The mainstream of social choice (group decision making) theory takes as its point of departure the assumption that each individual is endowed with a connected and transitive binary relation of weak preference over the set of decision alternatives (options, variants, ...). The theory focuses on social choice correspondences (functions) which map the individual preference relations to the set of social choices (alternatives). In social choice (group decision making) theory under fuzziness the starting point is the concept of an individual fuzzy preference relation. Moreover, a fuzzy majority may also be included. The aim is to find plausible aggregation methods using fuzzy preference relations, and possibly a fuzzy majority. First, we will show how the introduction of fuzzy preference relations may provide means for a way out of basic incompatibility results and paradoxes in social choice. Moreover, we will deal with ways of solving compound majority paradoxes using fuzzy preference relations.

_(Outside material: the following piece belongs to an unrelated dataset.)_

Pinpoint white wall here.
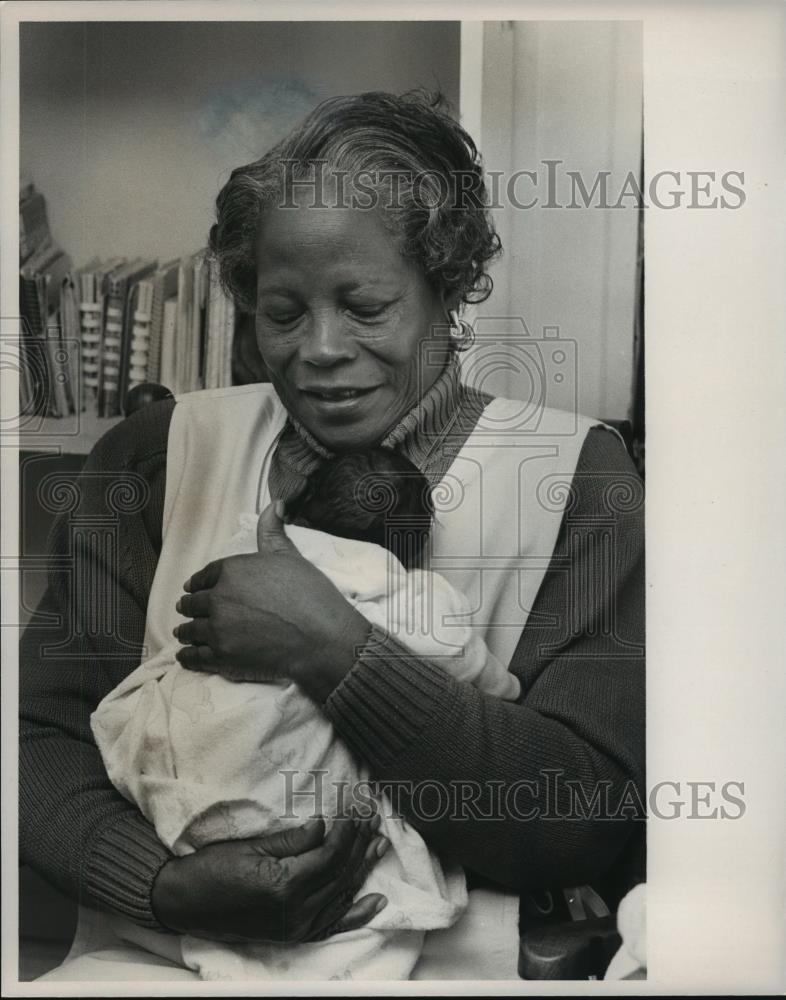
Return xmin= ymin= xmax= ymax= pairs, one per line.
xmin=462 ymin=21 xmax=642 ymax=418
xmin=20 ymin=22 xmax=459 ymax=264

Then, taking into account the perspective adopted, we will sketch some known definitions of social choice solution concepts under fuzzy preference relations and fuzzy majority, and present three basic approaches: (1) one based on first aggregating the individual preference relations into collective preference relations and then defining various solutions, i.e. subsets of alternatives called social choices, (2) one based on defining solutions directly from individual fuzzy preference relations, and (3) one based on fuzzy tournaments.

Keywords

Social Choice Choice Probability Social Choice Function Condorcet Winner Preference Profile 
These keywords were added by machine and not by the authors. This process is experimental and the keywords may be updated as the learning algorithm improves.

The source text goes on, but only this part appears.